Новый метод SPLASH открывает путь для таргетирования лекарств против устойчивости микробов
Исследователи из Сингапура разработали новый высокопроизводительный метод SPLASH (Sequencing of Psoralen Linked And Selected Hybrids), который в беспристрастном и крупномасштабном режиме идентифицирует, как молекулы рибонуклеиновой кислоты (RNA) объединяются внутри клеток. Технику использовали для описания RNA-сети в клетках человека и дрожжей, её динамики, а также влияния структурной организации на процессы трансляции и распада в клетке.
Разработка велась совместно докторами Ван Юэ и Ниранджаном Нагараджаном из Института генома Сингапура (GIS) A*STAR и была опубликована онлайн 12 мая 2016 года в журнале Molecular Cell.
RNA — ключевые молекулы, регулирующие экспрессию генов. В то время как научное сообщество десятилетиями изучало, как сворачиваются и взаимодействуют клеточные машины, такие как белки и хроматин, о том, как RNA взаимодействует сама с собой или с другими молекулами RNA, известно меньше. Это ограничение побудило команду создать SPLASH.
Доктор Ван, соавтор исследования, отметила: «Клетка — сложная машина; нам нужно понимать конфигурацию всех её компонентов, чтобы иметь возможность её конструировать и/или ремонтировать. Формы RNA и сети RNA-взаимодействий ключевы для клеточной функции. В зависимости от потребностей клетки эти динамические сети могут перестраиваться. Что наиболее важно, таргетирование этих сетей может быть средством для подавления инфекционных организмов».
Метод позволит команде изучать транскриптомы инфекционных организмов — включая патогенные бактерии, вирусы денге и Зика — чтобы понять, как формы и сети RNA в этих геномах обеспечивают заражение человеческих клеток патогенами. Эти усилия могут внести вклад в создание новых противомикробных средств, противовирусных препаратов или вакцин.
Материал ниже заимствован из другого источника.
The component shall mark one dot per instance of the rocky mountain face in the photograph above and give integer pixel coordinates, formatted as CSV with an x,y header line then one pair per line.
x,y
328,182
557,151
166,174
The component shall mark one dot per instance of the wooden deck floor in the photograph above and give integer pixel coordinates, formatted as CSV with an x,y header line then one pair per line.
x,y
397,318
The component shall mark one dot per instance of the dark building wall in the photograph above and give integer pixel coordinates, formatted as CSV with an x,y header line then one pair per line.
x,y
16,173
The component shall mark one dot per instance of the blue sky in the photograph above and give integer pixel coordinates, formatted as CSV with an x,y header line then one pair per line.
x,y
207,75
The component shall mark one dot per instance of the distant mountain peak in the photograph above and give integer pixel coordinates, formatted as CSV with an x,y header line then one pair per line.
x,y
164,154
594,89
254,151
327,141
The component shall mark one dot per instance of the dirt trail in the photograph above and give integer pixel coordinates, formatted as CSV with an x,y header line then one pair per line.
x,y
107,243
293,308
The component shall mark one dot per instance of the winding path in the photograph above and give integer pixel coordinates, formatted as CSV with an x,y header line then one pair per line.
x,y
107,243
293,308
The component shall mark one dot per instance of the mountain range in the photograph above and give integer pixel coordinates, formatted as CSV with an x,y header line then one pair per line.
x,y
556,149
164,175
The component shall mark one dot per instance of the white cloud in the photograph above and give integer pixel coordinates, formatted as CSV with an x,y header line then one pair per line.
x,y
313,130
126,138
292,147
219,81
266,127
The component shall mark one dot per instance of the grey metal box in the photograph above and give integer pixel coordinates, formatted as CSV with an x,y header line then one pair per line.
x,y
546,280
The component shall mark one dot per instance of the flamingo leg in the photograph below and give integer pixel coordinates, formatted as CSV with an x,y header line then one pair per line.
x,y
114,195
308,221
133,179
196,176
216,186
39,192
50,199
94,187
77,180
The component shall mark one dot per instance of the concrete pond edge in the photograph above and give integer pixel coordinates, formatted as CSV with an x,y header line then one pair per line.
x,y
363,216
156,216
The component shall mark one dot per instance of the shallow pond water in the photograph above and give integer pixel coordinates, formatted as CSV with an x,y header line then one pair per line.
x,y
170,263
Доктор Нагараджан добавил: «Захватывающе получить первое всестороннее представление о RNA-интерактоме и зафиксировать его динамику. Теперь у нас есть инструменты, чтобы понять, как структурная организация RNA влияет на болезни и биологию патогенов, с конечной целью использовать это понимание для создания новых лекарств».
Исполнительный директор GIS профессор Нг Хак Хуи сказал: «Понимание сетей RNA-взаимодействий и регуляции генов — область большого интереса. До разработки SPLASH было мало инструментов, позволяющих углубиться в эту область. Этот метод открывает поле для понимания динамики RNA-сетей у различных организмов».